Mark comenzó a darse la vuelta para marcharse pero se detuvo.
—Y otra cosa —dijo—. Sabemos lo que le hicisteis a Orson.
—¿Estás triste sin tu novia, Petrie?
—Orson era mi amigo —respondió Mark con seriedad—. Vais a pagar lo que hicisteis.
—¿Solo porque compartíais un puñado de revistas viejas escondidas en el bosque te crees su amigo?
Mark abrió los ojos como platos.
—Largaos de una vez, por favor —dije en tono conciliador.
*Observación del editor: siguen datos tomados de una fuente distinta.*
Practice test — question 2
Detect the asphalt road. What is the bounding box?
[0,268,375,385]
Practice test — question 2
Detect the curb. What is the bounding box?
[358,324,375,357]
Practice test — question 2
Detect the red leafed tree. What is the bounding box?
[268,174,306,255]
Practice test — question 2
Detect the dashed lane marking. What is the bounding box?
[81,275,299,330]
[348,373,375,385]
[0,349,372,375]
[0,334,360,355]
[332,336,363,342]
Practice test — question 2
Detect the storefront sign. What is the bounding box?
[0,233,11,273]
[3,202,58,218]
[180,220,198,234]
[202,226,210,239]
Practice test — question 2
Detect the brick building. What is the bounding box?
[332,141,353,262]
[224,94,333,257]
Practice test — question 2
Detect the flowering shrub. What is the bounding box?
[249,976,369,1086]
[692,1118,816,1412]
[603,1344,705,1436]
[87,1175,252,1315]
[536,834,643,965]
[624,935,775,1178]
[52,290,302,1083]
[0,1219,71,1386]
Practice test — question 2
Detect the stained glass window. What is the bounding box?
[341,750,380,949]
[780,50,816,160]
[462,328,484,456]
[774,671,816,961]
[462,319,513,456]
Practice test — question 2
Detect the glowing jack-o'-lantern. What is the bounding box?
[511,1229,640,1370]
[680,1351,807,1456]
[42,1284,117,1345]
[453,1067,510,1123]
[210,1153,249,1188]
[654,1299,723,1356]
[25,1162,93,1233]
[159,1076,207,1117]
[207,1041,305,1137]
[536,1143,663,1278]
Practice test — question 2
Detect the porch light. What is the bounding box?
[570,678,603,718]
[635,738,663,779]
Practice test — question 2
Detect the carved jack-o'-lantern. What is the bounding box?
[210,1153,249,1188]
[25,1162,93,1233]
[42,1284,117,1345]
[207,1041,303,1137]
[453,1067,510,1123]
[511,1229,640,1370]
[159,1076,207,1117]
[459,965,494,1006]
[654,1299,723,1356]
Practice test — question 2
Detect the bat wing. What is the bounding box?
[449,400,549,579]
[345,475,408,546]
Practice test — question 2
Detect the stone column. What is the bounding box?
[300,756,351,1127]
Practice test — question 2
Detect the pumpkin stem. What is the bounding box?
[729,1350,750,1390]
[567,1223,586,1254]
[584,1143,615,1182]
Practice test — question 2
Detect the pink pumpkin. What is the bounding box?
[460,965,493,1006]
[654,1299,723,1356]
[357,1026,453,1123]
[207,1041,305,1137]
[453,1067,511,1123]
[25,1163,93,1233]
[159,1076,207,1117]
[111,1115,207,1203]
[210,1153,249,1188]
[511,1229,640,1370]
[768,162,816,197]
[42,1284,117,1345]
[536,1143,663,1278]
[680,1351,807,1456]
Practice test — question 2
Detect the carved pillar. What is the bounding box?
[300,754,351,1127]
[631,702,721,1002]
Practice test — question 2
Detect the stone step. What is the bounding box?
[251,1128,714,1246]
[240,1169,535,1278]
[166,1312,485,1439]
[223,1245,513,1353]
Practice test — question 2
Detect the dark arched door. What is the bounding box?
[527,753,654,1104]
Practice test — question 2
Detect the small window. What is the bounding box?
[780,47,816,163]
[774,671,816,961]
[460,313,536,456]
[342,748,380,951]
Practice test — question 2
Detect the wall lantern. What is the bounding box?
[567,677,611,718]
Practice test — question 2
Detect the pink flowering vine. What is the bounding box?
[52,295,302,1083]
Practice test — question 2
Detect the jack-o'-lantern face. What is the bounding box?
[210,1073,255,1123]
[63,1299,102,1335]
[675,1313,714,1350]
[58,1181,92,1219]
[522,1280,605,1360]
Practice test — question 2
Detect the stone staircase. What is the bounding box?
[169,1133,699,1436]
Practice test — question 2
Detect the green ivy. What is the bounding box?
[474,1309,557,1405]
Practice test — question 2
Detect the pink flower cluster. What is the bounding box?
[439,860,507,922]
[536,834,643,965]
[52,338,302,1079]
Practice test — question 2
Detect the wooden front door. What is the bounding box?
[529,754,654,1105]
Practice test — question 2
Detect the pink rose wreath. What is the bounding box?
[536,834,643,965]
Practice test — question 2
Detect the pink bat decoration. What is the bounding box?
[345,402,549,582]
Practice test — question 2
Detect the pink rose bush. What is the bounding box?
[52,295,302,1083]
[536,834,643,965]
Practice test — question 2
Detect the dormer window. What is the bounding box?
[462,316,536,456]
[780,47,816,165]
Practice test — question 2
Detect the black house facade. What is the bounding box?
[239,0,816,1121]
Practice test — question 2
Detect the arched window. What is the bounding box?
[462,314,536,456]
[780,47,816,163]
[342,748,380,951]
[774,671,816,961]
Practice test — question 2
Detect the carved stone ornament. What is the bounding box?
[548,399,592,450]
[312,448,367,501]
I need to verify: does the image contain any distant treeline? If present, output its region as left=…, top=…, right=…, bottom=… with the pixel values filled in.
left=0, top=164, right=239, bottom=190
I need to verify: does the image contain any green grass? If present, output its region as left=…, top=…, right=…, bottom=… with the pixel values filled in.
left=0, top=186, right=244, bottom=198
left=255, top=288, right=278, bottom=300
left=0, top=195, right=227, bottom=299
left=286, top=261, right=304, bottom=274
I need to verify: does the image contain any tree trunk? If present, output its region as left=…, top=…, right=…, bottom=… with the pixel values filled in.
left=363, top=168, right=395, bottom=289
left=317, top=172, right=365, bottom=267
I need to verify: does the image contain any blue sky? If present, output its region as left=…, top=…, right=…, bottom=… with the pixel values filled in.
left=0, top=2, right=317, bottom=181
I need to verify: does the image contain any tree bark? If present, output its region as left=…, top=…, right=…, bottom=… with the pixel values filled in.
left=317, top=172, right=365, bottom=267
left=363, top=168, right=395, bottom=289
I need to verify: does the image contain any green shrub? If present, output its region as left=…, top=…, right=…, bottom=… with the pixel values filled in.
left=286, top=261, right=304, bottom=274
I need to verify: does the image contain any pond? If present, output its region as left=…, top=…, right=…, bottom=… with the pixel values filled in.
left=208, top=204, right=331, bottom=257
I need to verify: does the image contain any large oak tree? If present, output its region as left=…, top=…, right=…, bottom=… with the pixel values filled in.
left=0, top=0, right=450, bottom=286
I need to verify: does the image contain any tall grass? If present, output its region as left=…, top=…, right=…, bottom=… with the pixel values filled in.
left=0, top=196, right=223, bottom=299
—Oh, mirad quién se digna a hablar, la señorita Tierra.
—Vete, Petrie —dijo Billy mientras simulaba leer el periódico.
—Ya ajustaremos cuentas por lo de Orson —dijo Mark Petrie—. Vamos, chicos. Estas niñas han hecho que se me empiece a poner dura.
El comentario debió de ser la cosa más graciosa que Steve Brown escuchó en su vida porque se dobló de la risa y comenzó a golpearse frenéticamente las rodillas con las manos. Se le saltaban las lágrimas mientras reía como una hiena.
Se fueron como llegaron, en perfecta formación, solo que ahora su avance era anunciado por las carcajadas de Steve.
—¿Dónde estábamos? —preguntó Billy examinando el periódico.
Terminé de sacudirme la tierra lo mejor que pude y volví a sentarme.